JInwoo·2024년 12월 23일

cs236

목록 보기

3/15

Latent Variable Models

Motivation

사람 얼굴 이미지는 endor, eye color, hair color 등 다양한 factor들에 의해 서로 다르게 나타난다. 이러한 다양한 요인들은 이미지에 이러한 요인들이 annotation 되어 있지 않는 한, explitly 이용하기가 어렵다. latent variable models는 이러한 요인들을 latent variables $\mathbf{z}$ 를 사용하여 modeling 하는 것을 main idea로 한다. 이 때, $\mathbf{z}$ 는 unobserved variables로 dataset에 포함되지 않는다.

Latent variable models의 가장 큰 장점은 latent variables $\mathbf{z}$ 를 잘 설정하면 $p(\mathbf{x})$ 를 modeling 하는 것 보다 $p(\mathbf{x|z})$ 이 더 단순 할 수 있다는 점이다. $\mathbf{z}$ 를 직접 지정하는 것은 매우 어렵기 때문에 일반적으로는 $\mathbf{z}$ 를 modeling 하는데 DNN을 이용한다.

$\mathbf{z}\sim\mathcal{N}(0, I)$
$p(\mathbf{x|z})=\mathcal{N}(\mu_{\theta}(\mathbf{z}), \Sigma_{\theta}(\mathbf{z}))$ , where $\mu_{\theta},\Sigma_{\theta}$ 는 DNN

Latent variable models 는 학습이 끝나면, $\mathbf{z}$ 가 유의미한 latent를 갖기를 기대하며, $p(\mathbf{z|x})$ 를 통해 구할 수 있도록 학습된다.

Mixture of Gaussian

가장 단순한 latent variable model로 Mixture of Gaussina을 예시로 들 수 있다.
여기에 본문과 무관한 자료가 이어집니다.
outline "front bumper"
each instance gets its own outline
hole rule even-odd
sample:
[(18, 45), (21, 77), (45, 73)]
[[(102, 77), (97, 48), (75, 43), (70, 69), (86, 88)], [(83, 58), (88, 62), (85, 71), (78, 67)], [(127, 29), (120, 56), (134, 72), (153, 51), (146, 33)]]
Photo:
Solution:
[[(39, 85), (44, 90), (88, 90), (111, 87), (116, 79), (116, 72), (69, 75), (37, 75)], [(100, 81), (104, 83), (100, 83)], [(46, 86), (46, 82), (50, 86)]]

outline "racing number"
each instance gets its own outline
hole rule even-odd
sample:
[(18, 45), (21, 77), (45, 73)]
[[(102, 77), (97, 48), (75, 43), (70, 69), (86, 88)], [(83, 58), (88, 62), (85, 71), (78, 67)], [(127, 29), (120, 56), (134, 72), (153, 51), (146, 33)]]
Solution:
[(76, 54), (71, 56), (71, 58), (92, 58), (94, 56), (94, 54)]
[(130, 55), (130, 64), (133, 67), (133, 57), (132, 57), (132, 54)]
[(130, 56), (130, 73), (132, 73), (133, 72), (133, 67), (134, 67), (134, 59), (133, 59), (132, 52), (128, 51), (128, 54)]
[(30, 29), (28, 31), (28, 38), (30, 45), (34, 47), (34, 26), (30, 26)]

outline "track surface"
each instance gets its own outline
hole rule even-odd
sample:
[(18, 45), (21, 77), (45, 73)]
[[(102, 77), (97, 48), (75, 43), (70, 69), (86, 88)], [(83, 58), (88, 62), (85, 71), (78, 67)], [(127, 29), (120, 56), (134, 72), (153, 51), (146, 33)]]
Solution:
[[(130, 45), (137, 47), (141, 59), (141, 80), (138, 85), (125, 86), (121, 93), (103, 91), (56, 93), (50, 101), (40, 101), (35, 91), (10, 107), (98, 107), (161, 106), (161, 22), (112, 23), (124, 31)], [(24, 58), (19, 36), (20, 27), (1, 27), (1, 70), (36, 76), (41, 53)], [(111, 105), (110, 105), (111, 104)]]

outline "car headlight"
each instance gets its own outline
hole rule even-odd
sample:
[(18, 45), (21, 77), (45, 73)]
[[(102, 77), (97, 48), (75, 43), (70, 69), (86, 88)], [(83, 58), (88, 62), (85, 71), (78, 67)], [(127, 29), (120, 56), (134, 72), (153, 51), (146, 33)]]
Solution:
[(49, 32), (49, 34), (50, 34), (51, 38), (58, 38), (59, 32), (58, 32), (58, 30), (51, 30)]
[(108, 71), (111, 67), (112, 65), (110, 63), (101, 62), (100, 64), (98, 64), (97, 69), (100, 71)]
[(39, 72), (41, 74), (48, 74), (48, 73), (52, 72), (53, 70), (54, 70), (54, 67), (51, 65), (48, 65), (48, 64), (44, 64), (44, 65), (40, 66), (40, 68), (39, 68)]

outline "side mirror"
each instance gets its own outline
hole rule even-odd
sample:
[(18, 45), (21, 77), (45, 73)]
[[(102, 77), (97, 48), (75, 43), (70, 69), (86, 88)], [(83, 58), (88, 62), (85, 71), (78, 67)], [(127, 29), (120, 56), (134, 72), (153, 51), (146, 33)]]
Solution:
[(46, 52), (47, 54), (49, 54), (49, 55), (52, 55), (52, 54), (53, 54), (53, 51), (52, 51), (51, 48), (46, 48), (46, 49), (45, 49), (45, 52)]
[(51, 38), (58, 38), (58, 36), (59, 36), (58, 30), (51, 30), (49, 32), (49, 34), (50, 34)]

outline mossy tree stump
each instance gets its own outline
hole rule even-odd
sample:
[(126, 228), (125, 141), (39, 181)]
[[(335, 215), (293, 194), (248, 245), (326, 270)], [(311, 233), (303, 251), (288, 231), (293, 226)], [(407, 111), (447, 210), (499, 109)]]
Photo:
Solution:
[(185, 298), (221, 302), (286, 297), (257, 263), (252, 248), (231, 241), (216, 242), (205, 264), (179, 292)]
$\mathbf{z}\sim\mathrm{Categorical}(1,\cdots,K)$
$p(\mathbf{x|z=k)}=\mathcal{N}(\mu_{k}, \Sigma_{k})$

Generative process는 다음과 같이 진행된다.

$\mathbf{z}$ 를 sampling 하여 gaussian distribution을 선택
선택된 gaussian으로 부터 data를 generation.

Latent variable models는 $\mathbf{z}$ 를 도입하여 modeling을 좀 더 simple하게 할 수 있다. 하지만 $p(\mathbf{x|z})$ simple 하다고 해서 $p(\mathbf{x})$ 가 simple 하지는 않다. 즉, complex 하고 flexible 한 $p(\mathbf{x})$ 를 latent variable을 이용하여 $p(\mathbf{x|z})$ 로 simple하게 modeling 할 수 있다는 것이 latent variable models의 큰 장점이다.

Marginal Likelihood

Latent variable models의 특정 datapoint $\mathbf{\bar{x}}$ 의 probability는 다음과 같다.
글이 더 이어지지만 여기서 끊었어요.